Heute möchte ich mich noch einmal oder wieder dem Thema Blogs bzw. Corporate Blogs widmen. Es geht in vielen Teilen der Unternehmerwelt immer noch um Missionsarbeit, was diese Dinge betrifft. So ergab eine Studie von Eurocom Worldwide folgendes:

„Nur knapp ein Drittel der Befragten (28%) gab an, dass sie, beziehungsweise ihre Firma, einen Blog unterhalten würden. […] Knapp die Hälfte der Befragten (47%) gab an, dass sie keine Blogs in ihrer Kommunikation verwenden würden. Als wichtigsten Grund hierfür nannten 42%, dass sie sich von Blogs keinen signifikanten Mehrwert versprechen. 32% betonten zudem, dass Blogs einfach Zeit verschlingen und der erforderliche Aufwand in keinem Verhältnis zum Output stehe.“

Immerhin sahen die 28% der Befragten, die Blogs in ihrer öffentlichen Kommunikation bereits verwenden, einen echten Mehrwert darin. Ein Lichtblick.
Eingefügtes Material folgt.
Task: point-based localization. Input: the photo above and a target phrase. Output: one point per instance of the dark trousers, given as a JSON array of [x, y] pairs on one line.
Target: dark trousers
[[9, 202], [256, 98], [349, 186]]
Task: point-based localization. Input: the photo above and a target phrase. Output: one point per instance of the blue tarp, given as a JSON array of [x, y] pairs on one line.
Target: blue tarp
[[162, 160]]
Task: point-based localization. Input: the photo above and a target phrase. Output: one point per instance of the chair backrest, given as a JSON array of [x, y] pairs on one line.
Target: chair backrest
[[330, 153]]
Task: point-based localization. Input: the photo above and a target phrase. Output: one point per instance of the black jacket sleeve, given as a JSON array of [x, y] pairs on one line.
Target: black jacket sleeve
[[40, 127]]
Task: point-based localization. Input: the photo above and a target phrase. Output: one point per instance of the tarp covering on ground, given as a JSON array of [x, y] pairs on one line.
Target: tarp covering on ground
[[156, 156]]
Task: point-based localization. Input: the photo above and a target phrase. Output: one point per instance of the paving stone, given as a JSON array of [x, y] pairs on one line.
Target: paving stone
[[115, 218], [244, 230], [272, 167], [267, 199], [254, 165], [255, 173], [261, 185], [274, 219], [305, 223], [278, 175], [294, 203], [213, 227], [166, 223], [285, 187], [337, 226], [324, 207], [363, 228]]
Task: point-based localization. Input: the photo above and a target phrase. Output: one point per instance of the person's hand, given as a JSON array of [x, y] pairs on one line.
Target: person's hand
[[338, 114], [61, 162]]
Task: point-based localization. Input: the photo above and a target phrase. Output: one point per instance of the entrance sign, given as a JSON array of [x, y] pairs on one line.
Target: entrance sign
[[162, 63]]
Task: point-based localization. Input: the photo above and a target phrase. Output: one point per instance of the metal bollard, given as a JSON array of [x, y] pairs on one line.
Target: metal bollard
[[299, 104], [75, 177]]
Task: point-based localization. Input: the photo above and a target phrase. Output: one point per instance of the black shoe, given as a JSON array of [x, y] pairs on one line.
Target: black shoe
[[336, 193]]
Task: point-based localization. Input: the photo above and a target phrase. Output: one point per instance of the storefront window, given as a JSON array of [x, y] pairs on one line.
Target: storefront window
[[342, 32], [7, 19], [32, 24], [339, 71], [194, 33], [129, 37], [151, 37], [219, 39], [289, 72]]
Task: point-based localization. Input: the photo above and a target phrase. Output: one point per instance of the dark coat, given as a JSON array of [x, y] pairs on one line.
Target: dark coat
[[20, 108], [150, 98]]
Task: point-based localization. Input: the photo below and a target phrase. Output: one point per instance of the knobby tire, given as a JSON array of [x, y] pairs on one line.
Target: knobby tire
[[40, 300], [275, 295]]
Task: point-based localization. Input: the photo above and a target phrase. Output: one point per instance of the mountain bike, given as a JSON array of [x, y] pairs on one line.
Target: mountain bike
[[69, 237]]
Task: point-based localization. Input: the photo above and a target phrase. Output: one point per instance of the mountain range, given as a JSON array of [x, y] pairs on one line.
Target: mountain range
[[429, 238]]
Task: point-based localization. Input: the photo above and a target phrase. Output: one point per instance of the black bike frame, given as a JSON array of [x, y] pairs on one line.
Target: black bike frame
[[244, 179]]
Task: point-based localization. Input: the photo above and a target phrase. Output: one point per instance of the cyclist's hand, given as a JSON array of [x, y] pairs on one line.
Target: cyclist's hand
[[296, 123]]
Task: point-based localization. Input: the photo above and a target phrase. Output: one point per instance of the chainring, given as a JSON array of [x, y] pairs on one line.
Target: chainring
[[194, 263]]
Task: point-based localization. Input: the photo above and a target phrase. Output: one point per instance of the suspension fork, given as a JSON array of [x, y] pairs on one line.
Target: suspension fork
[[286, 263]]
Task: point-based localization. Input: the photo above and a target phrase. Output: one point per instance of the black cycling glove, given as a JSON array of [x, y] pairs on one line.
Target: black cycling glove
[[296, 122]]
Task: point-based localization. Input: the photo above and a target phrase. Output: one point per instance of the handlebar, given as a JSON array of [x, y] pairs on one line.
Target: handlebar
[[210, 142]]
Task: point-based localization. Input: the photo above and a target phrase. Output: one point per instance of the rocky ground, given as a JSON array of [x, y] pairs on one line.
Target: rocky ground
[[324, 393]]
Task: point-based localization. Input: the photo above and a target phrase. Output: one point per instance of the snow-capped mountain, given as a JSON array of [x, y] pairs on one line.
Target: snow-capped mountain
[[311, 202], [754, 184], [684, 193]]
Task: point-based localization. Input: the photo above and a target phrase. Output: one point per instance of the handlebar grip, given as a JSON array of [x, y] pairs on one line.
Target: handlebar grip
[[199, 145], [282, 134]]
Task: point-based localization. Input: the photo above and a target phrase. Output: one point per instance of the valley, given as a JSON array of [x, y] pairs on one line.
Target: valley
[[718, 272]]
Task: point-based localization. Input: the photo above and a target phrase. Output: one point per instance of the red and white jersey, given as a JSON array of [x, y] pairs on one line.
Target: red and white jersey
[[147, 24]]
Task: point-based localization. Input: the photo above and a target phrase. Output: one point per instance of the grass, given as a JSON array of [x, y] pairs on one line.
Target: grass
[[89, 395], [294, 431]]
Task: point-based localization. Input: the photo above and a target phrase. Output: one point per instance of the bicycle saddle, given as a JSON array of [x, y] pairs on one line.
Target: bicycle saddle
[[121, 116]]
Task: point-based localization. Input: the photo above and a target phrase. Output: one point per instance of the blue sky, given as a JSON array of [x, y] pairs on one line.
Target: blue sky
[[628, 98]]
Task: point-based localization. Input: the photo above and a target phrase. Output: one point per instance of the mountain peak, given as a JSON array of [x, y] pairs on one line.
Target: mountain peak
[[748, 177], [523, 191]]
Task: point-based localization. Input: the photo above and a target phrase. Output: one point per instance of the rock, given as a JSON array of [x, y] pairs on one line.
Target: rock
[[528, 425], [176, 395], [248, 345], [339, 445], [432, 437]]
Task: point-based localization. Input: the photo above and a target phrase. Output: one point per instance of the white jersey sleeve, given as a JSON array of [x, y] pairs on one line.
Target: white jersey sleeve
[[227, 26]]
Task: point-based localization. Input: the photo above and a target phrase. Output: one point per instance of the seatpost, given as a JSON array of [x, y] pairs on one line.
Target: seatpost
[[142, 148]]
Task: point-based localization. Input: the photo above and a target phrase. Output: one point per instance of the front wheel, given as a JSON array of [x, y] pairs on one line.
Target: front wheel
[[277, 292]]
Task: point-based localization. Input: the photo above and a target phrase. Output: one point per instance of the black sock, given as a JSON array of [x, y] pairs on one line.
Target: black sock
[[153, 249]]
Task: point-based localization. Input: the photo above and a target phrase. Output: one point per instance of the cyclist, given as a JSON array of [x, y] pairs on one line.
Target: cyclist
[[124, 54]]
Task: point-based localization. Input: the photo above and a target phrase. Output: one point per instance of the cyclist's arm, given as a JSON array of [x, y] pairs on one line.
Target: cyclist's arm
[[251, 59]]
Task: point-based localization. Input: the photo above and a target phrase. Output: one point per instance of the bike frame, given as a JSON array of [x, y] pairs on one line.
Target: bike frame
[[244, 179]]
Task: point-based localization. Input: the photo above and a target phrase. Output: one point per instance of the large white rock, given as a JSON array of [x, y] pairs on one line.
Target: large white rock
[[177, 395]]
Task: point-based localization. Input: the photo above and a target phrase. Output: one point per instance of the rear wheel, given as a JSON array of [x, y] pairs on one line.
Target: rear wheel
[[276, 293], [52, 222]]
„[…] begründeten 50% diese Maßnahme mit dem Argument, die Interaktion mit Kunden und Öffentlichkeit per Blogging verbessern zu wollen. Weitere 21% gaben an, Blogs zu nutzen, um sich an fachlichen und Branchendebatten gezielter zu beteiligen. 19% verwenden Blogs, um ihr öffentliches Profil zu schärfen und 10% setzen Blogging aus Gründen der Suchmaschinenoptimierung ein.“

Klar, Weblogs zu führen macht Arbeit, kostet Zeit. Aber die Vorteile, neben der besseren Suchmaschinenplatzierung, sind enorm – wenn man das geeignete Thema zu Bloggen hat. Corporate Blogs können aber ganz verschiedene Blickwinkel haben: EIn Blog des Konzernvorstands (täte manchen Managern mal gut), ein Blog über die Hintergründe des Unternehmens (Hinter die Kulissen), ein Blog von Mitarbeitern für Mitarbeiter und die Öffentlichkeit, ein Blog, um sich in einem Fachgebiet zu positionieren (Vordenkerrolle) oder ganz einfach, ein Blog, um im regen Austausch mit dem Kunden, dem Konsumten zu stehen (siehe FROSTA). Die Möglichkeiten sind vielfältig, nur darf ein Blog nicht zu PR-Zwecken missbraucht werden. Ein Blog muss individuell, abgekoppelt von der Sprache des Unternehmens und der Webseite sein, muss lebendig sein. Das besagt auch ein Beitrag bei ECIN, den ich kürzlich gelesen habe.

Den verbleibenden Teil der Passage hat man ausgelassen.